![]() |
Obrolan Santai Bank Indonesia Perwakilan Provinsi Bali Bareng Media di Denpasar |
Denpasar – Bank Indonesia mengambil sejumlah langkah penting dan
strategis dalam mendorong pertumbuhan ekonomi di tengah pandemi Covid -19.
Bank Indonesia kembali mempertahankan suku bunga kebijakan BI 7-Day Reverse
Repo Rate (BI7DRR) pada September 2020, di angka 4,00%.
“Keputusan ini mempertimbangkan perlunya menjaga stabilitas nilai tukar
Rupiah, di tengah inflasi yang diperkirakan tetap rendah,” ungkap Kepala
Perwakilan Bank Indonesia Provinsi Bali, Trisno Nugroho, pada acara Obrolan
Santai BI Bareng Media, Senin, (21/9/2020).
Sebelumnya, BI juga telah empat kali menurunkan suku bunga, yaitu pada
Februari, Maret, Juni, dan Juli 2020, masing-masing sebesar 25 bps.
Untuk mendorong pertumbuhan ekonomi dari dampak pandemi covid-19, Bank
Indonesia menekankan pada jalur kuantitas melalui penyediaan likuiditas,
termasuk dukungan kepada Pemerintah dalam mempercepat realisasi APBN tahun
2020.
Bentuk dukungan BI dalam mempercepat realisasi APBN, antara lain melalui
pembelian SBN di pasar perdana. Hingga 15 September 2020, BI telah membeli SBN
di pasar perdana melalui mekanisme pasar sebesar Rp48,03 triliun.
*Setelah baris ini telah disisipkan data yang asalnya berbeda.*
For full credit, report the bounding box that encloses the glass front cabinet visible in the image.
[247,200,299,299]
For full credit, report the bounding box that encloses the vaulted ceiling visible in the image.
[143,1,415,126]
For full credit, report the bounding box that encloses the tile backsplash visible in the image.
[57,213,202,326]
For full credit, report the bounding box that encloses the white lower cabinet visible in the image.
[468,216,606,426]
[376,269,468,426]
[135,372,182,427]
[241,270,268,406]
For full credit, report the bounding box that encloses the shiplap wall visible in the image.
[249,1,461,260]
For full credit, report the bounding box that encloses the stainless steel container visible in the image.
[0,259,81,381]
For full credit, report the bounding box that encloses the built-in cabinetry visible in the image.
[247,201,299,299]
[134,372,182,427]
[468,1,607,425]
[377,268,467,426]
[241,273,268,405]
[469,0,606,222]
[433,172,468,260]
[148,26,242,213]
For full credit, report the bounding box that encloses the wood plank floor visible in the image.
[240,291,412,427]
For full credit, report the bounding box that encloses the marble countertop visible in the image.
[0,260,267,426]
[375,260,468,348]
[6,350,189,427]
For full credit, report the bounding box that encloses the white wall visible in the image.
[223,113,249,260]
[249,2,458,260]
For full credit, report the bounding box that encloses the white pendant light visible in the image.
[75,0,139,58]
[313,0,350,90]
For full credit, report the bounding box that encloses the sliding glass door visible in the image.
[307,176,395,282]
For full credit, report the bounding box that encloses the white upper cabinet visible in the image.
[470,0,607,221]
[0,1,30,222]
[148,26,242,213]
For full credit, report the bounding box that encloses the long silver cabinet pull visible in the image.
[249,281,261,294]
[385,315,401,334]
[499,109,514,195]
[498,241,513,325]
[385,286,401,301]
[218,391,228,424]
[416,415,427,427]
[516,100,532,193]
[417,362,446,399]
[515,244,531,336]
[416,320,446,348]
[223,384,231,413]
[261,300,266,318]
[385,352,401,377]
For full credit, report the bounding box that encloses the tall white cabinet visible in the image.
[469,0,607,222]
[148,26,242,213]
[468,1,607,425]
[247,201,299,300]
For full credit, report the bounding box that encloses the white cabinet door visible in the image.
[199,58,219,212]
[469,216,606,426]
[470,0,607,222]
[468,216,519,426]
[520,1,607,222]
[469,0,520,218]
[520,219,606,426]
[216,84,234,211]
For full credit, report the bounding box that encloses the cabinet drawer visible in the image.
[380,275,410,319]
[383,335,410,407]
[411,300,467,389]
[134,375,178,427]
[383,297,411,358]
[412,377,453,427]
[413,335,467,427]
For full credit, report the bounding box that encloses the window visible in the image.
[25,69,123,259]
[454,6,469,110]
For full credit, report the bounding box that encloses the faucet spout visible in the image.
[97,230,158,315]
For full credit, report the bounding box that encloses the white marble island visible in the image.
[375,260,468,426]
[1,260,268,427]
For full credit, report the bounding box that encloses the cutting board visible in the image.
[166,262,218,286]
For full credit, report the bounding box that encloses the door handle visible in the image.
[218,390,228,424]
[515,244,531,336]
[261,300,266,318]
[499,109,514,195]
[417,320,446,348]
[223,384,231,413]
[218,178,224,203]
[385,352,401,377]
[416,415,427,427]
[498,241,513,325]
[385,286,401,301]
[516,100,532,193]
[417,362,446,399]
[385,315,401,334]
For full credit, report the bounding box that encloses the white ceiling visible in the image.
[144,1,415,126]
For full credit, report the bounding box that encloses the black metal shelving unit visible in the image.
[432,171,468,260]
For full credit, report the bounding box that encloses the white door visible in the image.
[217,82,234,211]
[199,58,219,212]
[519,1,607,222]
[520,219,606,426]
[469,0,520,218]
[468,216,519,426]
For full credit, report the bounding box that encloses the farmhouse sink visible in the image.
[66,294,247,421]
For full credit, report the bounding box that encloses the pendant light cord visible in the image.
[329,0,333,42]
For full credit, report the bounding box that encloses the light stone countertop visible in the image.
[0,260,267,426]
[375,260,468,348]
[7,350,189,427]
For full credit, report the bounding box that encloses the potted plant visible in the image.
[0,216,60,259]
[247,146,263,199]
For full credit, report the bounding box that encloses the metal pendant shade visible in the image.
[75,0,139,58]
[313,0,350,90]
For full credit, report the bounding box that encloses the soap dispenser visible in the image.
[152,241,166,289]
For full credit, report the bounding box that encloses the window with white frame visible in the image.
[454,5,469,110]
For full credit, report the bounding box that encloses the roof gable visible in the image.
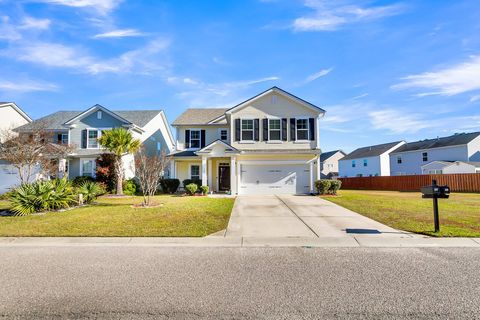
[0,102,32,123]
[64,104,132,126]
[225,86,325,115]
[320,150,345,162]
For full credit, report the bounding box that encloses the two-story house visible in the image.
[170,87,325,195]
[14,105,175,180]
[320,150,345,179]
[0,102,33,193]
[390,132,480,175]
[339,141,405,177]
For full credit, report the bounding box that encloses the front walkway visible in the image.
[225,195,418,238]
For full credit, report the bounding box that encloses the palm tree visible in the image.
[98,128,141,195]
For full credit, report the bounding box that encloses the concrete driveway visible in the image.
[225,195,415,238]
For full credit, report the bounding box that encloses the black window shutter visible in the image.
[254,119,259,141]
[290,118,296,141]
[263,118,268,141]
[185,129,190,148]
[57,133,62,143]
[309,118,315,141]
[235,119,241,141]
[200,130,206,148]
[281,118,287,141]
[81,129,87,148]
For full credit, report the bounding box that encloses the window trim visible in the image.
[58,133,69,145]
[86,127,110,149]
[240,118,254,142]
[397,156,402,164]
[189,129,201,149]
[422,152,428,162]
[352,160,356,168]
[79,158,96,178]
[189,164,201,180]
[268,118,282,142]
[295,117,310,142]
[219,128,228,142]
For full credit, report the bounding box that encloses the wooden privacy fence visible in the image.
[338,173,480,192]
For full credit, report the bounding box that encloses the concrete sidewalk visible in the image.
[1,236,479,247]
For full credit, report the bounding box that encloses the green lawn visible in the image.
[322,190,480,237]
[0,196,235,237]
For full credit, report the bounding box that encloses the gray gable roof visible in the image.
[392,132,480,154]
[172,108,229,126]
[320,150,345,162]
[15,109,162,131]
[342,141,403,160]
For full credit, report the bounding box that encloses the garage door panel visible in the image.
[239,164,310,195]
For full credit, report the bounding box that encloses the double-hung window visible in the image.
[57,133,68,145]
[241,119,254,141]
[363,159,368,167]
[81,159,96,177]
[268,119,281,141]
[87,129,100,148]
[296,119,309,140]
[190,130,201,148]
[190,165,200,180]
[352,160,356,168]
[397,156,402,164]
[422,152,428,162]
[220,129,228,141]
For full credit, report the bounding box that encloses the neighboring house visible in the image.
[390,132,480,175]
[339,141,405,177]
[320,150,345,179]
[170,86,325,195]
[0,102,33,193]
[14,105,174,180]
[421,160,480,174]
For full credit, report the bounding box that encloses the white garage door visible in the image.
[238,163,310,195]
[0,164,21,194]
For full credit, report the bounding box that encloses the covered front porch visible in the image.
[170,140,239,194]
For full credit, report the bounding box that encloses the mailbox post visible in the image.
[420,179,450,233]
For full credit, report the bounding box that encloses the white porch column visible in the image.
[309,161,314,194]
[230,157,237,195]
[201,156,207,186]
[207,159,213,190]
[169,159,175,178]
[316,155,321,180]
[58,158,67,178]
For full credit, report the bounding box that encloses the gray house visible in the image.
[15,105,175,180]
[390,132,480,175]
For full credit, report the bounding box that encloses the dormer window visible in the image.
[190,130,201,148]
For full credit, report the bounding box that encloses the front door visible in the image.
[218,164,231,192]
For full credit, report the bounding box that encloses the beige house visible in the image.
[170,87,325,195]
[320,150,345,179]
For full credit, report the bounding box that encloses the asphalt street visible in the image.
[1,247,479,319]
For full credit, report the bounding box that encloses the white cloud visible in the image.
[351,93,369,100]
[392,56,480,96]
[0,16,22,40]
[0,79,58,92]
[293,1,404,32]
[36,0,121,14]
[470,95,480,102]
[93,28,145,38]
[369,109,435,134]
[20,16,51,30]
[2,38,170,75]
[304,67,333,83]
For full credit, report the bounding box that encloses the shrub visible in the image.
[159,179,180,194]
[123,179,138,196]
[329,180,342,195]
[314,180,331,195]
[182,179,202,189]
[96,154,116,192]
[200,185,209,195]
[185,183,198,195]
[9,178,76,216]
[72,176,95,188]
[77,181,106,204]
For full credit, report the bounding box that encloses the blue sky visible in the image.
[1,0,480,152]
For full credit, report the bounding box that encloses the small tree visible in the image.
[135,149,169,206]
[98,128,141,195]
[0,128,73,184]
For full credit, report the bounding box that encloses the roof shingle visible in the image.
[342,141,403,160]
[392,132,480,153]
[172,108,228,126]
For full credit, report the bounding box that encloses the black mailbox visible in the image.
[421,179,450,232]
[421,185,450,199]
“Selain itu, BI juga melakukan pembagian beban dengan pemerintah untuk
pendanaan non public goods UMKM yang telah direalisasikan sebesar
Rp44,38 triliun,” tuturnya.
Selain keputusan terkait suku bunga, Bank Indonesia juga mengambil beberapa
langkah kebijakan. Pertama, melanjutkan kebijakan stabilitas nilai tukar
Rupiah agar sejalan dengan fundamental dan mekanisme pasar.
Kedua, memperkuat strategi operasi moneter guna meningkatkan transmisi stance
kebijakan moneter yang ditempuh.
Ketiga, memperpanjang periode ketentuan insentif pelonggaran GWM Rupiah
sebesar 50 bps bagi bank yang menyalurkan kredit UMKM dan ekspor impor serta
kredit non UMKM sektor-sektor prioritas yang ditetapkan dalam program
Pemulihan Ekonomi Nasional, dari semula 31 Desember 2020 menjadi sampai dengan
30 Juni 2021.
“Keempat, mendorong pengembangan instrumen pasar uang untuk mendukung
pembiayaan korporasi dan UMKM sejalan dengan program Pemulihan Ekonomi
Nasional,” sambungnya.
Terakhir, melanjutkan perluasan akseptansi QRIS dalam rangka mendukung program
pemulihan ekonomi dan pengembangan UMKM melalui perpanjangan kebijakan
Merchant Discount Rate (MDR) sebesar 0% untuk Usaha Mikro (UMI) dari 30
September 2020 menjadi sampai dengan 31 Desember 2020.
Trisno memaparkan, perekonomian global secara bertahap mulai membaik.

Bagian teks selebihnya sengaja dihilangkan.